We have mass shooting in theaters, at concerts, in market places, in schools and now in houses of worship. Just last week 46 people were killed in a mass shooting in a mosque in New Zealand; last October 2018 a gunman entered a synagogue in Pittsburgh, where 11 people were killed and 6 others were injured. Last year 26 people were killed and 20 more were injured at a church in Sutherland Springs, Texas during Sunday service. In 2015 a white gunman killed nine black parishioners at a historic black church in downtown Charleston, SC : a self-radicalized white supremacist named Dylann Roof. We have had mass shootings in synagogues, Sikh temps, Christian Churches, and in mosques.

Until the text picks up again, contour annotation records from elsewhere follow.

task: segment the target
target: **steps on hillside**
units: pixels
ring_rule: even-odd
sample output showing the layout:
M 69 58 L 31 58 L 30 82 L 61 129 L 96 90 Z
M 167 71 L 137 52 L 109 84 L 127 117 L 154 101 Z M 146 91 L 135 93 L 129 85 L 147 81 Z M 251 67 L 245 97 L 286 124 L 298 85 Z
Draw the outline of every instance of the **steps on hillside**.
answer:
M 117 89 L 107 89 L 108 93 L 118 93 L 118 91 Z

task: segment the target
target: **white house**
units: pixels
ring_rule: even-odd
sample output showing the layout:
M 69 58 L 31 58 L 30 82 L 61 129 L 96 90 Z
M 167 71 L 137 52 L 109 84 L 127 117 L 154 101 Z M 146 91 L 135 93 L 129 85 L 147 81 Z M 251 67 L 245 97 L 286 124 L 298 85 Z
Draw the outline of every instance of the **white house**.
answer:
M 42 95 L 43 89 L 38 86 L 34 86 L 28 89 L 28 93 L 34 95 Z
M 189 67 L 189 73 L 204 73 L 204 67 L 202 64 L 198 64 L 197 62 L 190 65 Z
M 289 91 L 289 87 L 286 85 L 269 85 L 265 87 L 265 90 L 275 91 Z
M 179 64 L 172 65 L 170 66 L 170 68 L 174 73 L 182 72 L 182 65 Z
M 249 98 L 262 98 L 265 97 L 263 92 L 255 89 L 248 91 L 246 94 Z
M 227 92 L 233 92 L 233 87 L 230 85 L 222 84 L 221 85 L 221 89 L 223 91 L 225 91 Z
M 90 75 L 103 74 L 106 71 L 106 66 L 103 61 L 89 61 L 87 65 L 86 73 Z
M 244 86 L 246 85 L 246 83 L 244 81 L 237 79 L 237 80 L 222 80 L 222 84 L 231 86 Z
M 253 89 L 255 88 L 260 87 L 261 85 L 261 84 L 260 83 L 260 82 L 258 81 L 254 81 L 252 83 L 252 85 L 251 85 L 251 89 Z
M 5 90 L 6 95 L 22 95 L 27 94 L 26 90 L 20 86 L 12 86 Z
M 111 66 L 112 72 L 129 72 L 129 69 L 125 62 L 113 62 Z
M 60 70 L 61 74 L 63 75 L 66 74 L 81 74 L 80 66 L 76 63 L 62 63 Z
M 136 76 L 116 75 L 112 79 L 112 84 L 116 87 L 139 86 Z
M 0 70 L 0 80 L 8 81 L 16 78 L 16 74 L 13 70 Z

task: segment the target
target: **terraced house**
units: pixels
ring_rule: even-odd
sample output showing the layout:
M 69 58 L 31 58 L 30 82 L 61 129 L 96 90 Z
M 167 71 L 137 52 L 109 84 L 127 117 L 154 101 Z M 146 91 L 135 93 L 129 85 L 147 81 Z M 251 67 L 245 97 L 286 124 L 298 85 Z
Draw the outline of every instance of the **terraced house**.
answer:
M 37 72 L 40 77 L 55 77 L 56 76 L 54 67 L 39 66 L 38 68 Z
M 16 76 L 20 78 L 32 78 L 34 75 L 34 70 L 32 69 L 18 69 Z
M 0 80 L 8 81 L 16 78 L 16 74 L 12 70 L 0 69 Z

The question we have to ask ourselves is: Can this ever happen here is our church?
I, our staff, and our parish council have been discussing this issue for a long time. Recently myself and several members our parish council, including our assistant police chief Scott Weamer, attended workshops on church safety The workshop emphasized being pro-active rather than reactive.
Here is what we have done so far. You may have noticed a police car in the parking lots before and after our two Sunday Masses. We have partnered with Old North Church in hiring a police officer to patrol both churches on Sunday mornings. We are splitting the cost. We have also installed a security door in the main office with a bulletproof glass window and a buzz-in lock system. At 10:00 AM on week days all the church doors are locked except the rear handicapped doors unless there are events happening. The buildings are no longer wide open.
At last Wednesday’s parish council we learned that Old North wants their own officer to patrol their church alone for all of Sunday morning. Our sharing the officer with Old North is over. So our options became no longer having an officer outside the church or ourselves hiring another officer to be present only at St. Michael’s for the entire Sunday morning, doubling the cost of sharing one. Parish Council unanimously decided to hire an officer to be present all of Sunday morning here at St. Michael at a cost of around $125.00 per Sunday. He/she will be present in uniform both inside and outside of the building. We especially want the officer to be near our children when they are going to and from their own Liturgy of the Word. You should see this happening within a few weeks.
In conclusion, our whole thrust is prevention. At the workshop I mentioned earlier we learned that if a shooter knows there is a police officer on duty he will move on. It is truly a shame the world has come to this, but it has. In my opinion, Canfield and St. Michael’s are both very safe places and we have about a 1% chance of something like this happening, yet we all know that it could.
Meanwhile, let us pray for one another. Amen.